The NVO was conceived to allow scientists to grapple with the enormous growth in astronomical data resulting from significant advances in telescope, detector, and computer technologies. These advances have resulted in a plethora of images, other data, and catalogs. In August 2001, the NSF allocated funding for a proposal entitled "Framework for the National Virtual Observatory". The grant was approved under its Information Technology Research program (since superseded). Current NVO funding supports collaboration to produce a distributed computing framework for an integrated cyber infrastructure for astronomers providing seamless access to these astronomical resources.
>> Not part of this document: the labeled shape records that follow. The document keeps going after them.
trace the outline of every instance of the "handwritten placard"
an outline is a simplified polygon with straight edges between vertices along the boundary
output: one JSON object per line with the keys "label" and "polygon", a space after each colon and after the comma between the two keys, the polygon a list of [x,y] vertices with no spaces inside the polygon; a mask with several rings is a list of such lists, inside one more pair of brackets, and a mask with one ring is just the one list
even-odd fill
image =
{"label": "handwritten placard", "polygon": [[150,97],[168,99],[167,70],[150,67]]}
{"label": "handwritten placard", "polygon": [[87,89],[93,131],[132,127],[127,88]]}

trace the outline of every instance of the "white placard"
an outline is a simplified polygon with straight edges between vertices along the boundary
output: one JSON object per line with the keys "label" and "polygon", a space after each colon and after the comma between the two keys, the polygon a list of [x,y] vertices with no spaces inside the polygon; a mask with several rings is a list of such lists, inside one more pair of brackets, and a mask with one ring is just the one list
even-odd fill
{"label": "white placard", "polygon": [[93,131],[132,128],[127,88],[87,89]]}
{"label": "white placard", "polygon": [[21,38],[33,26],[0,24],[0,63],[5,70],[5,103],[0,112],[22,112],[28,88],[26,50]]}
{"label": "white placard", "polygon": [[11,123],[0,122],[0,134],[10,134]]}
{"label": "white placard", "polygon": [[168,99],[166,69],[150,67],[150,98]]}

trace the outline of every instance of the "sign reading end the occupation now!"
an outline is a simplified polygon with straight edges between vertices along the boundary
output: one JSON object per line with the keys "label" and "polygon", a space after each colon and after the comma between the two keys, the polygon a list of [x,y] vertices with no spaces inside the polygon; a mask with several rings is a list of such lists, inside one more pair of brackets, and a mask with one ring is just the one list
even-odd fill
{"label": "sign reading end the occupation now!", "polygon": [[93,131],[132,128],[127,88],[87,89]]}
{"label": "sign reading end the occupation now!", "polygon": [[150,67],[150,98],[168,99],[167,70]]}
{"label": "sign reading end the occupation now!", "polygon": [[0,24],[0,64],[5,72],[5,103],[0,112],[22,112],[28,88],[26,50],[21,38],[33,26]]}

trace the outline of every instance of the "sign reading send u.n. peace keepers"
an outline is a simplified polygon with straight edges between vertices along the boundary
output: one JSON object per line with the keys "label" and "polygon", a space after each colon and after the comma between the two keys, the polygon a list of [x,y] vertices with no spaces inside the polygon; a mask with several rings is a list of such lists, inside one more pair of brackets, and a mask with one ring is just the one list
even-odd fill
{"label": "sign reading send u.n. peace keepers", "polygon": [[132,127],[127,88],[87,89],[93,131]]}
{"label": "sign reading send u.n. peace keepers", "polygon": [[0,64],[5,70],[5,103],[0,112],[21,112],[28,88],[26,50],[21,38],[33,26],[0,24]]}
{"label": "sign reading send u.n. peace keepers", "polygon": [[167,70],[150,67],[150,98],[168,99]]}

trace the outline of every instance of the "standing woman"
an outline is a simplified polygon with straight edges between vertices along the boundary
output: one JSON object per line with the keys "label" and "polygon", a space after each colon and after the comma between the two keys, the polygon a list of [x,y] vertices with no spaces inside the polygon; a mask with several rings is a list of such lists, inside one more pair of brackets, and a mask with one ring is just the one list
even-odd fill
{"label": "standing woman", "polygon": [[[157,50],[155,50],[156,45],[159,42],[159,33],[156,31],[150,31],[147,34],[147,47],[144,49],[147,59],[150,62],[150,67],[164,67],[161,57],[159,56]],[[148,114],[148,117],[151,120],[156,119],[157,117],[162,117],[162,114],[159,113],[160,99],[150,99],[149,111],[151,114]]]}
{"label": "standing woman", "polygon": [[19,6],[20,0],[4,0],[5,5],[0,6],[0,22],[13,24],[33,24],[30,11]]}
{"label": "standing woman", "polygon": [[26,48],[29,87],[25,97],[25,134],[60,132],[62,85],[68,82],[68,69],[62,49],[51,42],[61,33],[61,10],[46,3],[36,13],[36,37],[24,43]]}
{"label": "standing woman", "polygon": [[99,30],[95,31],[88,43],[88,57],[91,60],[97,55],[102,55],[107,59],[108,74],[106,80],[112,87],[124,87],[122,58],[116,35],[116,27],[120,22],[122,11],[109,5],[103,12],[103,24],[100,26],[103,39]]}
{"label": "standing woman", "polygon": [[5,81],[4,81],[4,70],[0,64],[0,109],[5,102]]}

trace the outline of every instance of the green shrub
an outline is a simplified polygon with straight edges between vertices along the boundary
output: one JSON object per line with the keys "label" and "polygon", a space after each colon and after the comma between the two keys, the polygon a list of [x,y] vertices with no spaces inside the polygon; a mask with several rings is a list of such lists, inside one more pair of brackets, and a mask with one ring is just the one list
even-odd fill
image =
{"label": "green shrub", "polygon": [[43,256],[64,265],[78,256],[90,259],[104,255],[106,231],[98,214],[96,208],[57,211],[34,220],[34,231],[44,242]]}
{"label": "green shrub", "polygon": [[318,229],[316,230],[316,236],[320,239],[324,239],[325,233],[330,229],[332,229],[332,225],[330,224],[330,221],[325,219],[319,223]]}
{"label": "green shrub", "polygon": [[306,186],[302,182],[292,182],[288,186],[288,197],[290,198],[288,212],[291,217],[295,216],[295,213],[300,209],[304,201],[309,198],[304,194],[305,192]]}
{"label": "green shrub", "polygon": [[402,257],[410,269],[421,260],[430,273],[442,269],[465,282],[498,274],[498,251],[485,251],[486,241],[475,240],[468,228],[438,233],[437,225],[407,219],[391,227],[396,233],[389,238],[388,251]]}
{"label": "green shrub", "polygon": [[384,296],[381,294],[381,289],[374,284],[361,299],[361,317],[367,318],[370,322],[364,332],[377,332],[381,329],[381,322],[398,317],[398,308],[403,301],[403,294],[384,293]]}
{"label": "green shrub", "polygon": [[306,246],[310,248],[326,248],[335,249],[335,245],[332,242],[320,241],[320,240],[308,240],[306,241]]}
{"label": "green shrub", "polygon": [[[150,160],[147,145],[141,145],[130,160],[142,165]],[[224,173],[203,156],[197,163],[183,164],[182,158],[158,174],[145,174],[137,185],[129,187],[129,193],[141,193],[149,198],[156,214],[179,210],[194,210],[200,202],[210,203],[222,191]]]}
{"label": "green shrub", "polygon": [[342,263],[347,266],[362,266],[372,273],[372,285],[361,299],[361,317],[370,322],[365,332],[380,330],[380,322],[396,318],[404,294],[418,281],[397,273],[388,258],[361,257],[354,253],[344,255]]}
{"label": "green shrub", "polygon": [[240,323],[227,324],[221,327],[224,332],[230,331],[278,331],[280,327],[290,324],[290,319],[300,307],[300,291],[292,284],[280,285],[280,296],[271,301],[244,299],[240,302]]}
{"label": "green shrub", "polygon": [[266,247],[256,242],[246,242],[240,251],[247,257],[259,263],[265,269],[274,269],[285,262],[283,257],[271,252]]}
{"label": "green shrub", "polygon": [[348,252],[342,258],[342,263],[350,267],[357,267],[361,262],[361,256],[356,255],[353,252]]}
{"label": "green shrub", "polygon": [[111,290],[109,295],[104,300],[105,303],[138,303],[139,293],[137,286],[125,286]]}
The manifestation of this infrastructure will be an operational “virtual observatory” available to scientists and to the public. Investigators acquire existing astronomical data from a variety of observatory archives through “virtual instruments”, that is, computer interfaces, tools, and services. The NVO is planned and implemented in synergy with the research community, the primary users of the system. In 2007, the operational stage of the NVO will begin with combined funding from NSF and NASA and programmatically executed through NSF. Scientists access the NVO through the NVO website.[1]

Data

Data are available from a variety of observatories and wavelengths, including NSF's National Optical Astronomy Observatory (NOAO), National Radio Astronomy Observatory (NRAO), the Sloan Digital Sky Survey (SDSS), and the 2 Micron All Sky Survey (2MASS). Also found in the NVO are NASA's rich data collections including data from the Hubble Space Telescope, the Chandra X-ray Observatory, the Spitzer Space Telescope, and other space-based missions. NVO provides access to a variety of additional data from nearly every astronomical research facility, observatory, and telescope across the globe.

Collaboration

The NVO development project is distributed across many institutions and includes teams at the Johns Hopkins University, California Institute of Technology, Space Telescope Science Institute, NOAO, Infrared Processing and Analysis Center, San Diego Supercomputer Center, and the Associated Universities, Inc. Affiliate organizations with participating teams include Goddard Space Flight Center, Carnegie Mellon University, University of Pittsburgh, National Center for Supercomputing Applications, Smithsonian Astrophysical Observatory, University of Southern California, Fermilab, United States Naval Observatory, the University of Wisconsin–Madison, and National Radio Astronomy Observatory. The NVO, a US effort, has affiliates throughout the international astronomical community including IVOA, AstroGrid (UK), Euro-VO, the Japanese VO, the Australian VO, VO India and ten other national programs.

Public Access

Along with its objective to serve the scientific community by enabling research through distributed data sources and services, the NVO intends to serve the public through educational and outreach resources on the Virtual Observatory website.[2] The modest NVO Education and Public Outreach (EPO) effort is coordinated from Space Telescope Science Institute. The NVO provides technical support for the development of educational modules integrated into partner programs. NVO EPO coordinates activities with the international communities as well.